Die Ergebnisse belegen zunächst eine durchaus vorhandene Vielfalt der Entgeltfindung in Deutschland. Tariflöhne spielen zwar eine wichtige Rolle, allerdings sind sie rechtlich zwingend nur für etwa 40 v. H. der Unternehmen und 30 v. H. der Beschäftigten. Einzelvertragliche Regelungen der Löhne sind keineswegs selten. Dennoch legt die empirische Untersuchung die Existenz von Lohnrigiditäten nahe, die für tarifgebundene Arbeitnehmer auf Tariflöhne zurückgeführt werden können. Tariflöhne sind somit mitverantwortlich für unvollkommenen Lohnwettbewerb und damit auch für eine mangelnde Beschäftigungsdynamik in Deutschland. Dies basiert auf der kollektiven Verhandlungsmacht der Beschäftigten, die durch Kündigungsschutz, Mitbestimmung und Tarifautonomie noch gestützt wird. Zusätzlich konnten weitere Gründe für Lohnrigiditäten identifiziert werden, darunter Effizienzlöhne und nominal effiziente Verträge. Dies konnte erklären helfen, warum viele Unternehmen die bestehenden rechtlichen Spielräume für Lohnsenkungen nicht ausnutzen.

Neben den genannten ökonomischen Ursachen, die letztlich in der Rationalität von Arbeitgeber-Arbeitnehmer-Beziehungen zu Lohnrigiditäten führen, ist auch ein zunehmendes "Arbeitsrechtsrisiko" mitverantwortlich für den Mangel an Lohnflexibilität.
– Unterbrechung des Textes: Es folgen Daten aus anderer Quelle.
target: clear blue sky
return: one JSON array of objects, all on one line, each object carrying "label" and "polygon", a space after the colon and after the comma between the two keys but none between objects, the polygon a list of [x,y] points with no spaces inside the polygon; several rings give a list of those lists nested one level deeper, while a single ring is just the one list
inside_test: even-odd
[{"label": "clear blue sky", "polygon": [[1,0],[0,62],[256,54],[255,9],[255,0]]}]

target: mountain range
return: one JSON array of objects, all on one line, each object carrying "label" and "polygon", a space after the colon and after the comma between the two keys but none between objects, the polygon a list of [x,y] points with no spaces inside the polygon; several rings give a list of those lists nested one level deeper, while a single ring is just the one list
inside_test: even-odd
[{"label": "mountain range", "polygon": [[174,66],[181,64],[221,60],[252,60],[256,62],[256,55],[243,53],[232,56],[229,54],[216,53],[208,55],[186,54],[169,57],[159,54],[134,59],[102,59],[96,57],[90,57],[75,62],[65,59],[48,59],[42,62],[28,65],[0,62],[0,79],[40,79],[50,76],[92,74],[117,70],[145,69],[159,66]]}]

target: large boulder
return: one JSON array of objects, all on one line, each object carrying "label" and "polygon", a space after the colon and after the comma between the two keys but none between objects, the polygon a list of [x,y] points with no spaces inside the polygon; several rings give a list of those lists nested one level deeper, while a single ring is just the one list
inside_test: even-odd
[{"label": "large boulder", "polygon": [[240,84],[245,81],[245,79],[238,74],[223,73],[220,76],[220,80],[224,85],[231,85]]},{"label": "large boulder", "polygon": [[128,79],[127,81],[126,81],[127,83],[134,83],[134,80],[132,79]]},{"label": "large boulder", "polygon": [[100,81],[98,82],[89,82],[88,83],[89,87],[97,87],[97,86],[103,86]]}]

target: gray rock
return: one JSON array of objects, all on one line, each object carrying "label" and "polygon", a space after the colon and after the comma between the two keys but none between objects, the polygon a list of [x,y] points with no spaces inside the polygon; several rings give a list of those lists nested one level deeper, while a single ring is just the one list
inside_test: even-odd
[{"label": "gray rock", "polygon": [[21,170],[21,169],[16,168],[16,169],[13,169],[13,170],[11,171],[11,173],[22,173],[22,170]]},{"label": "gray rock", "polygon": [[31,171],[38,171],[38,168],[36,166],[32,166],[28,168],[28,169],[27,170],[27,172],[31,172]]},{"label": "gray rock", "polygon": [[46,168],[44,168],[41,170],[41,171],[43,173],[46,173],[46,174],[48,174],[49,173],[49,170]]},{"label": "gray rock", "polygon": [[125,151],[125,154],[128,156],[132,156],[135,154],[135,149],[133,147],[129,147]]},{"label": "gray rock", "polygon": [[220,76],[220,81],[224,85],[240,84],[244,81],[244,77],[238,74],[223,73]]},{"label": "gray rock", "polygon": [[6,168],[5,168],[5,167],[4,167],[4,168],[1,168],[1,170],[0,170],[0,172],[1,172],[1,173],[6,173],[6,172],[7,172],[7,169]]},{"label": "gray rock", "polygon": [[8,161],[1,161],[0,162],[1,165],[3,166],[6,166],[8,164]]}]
So scheinen viele Unternehmen die bestehenden rechtlichen Spielräume für Lohnsenkungen wegen verbleibender rechtlicher Unwägbarkeiten nicht zu nutzen. Ausführliche Handlungsempfehlungen zur Flexibilisierung des Arbeitsentgelts können im Abschlussbericht nachgelesen werden.

Ausgewählte Publikationen

Beiträge in referierten Fachzeitschriften

Franz, Wolfgang und Friedhelm Pfeiffer (2006), Reasons for Wage Rigidity in Germany, LABOUR - Review of Labour Economics and Industrial Relations, 20 (2), 255-284.

Kaiser, Ulrich und Friedhelm Pfeiffer (2001), Collective Wage Agreements and Firms' Employment Policies, LABOUR: Review of Labour Economics and Industrial Relations 10 (3), 319-341.

Rieble, Volker (2000), Der Tarifvertrag als kollektiv-privatautonomer Vertrag, ZfA, 5-27.

Rieble, Volker (2000), Der Fall Holzmann und seine Lehren, NZA, 225-234.

Rieble, Volker (1999), Die Burda-Entscheidung des BAG, ZTR, 483-488.

Rieble, Volker (1999), Bündnis für Arbeit: , Recht der Arbeit: RdA 52, 169-177.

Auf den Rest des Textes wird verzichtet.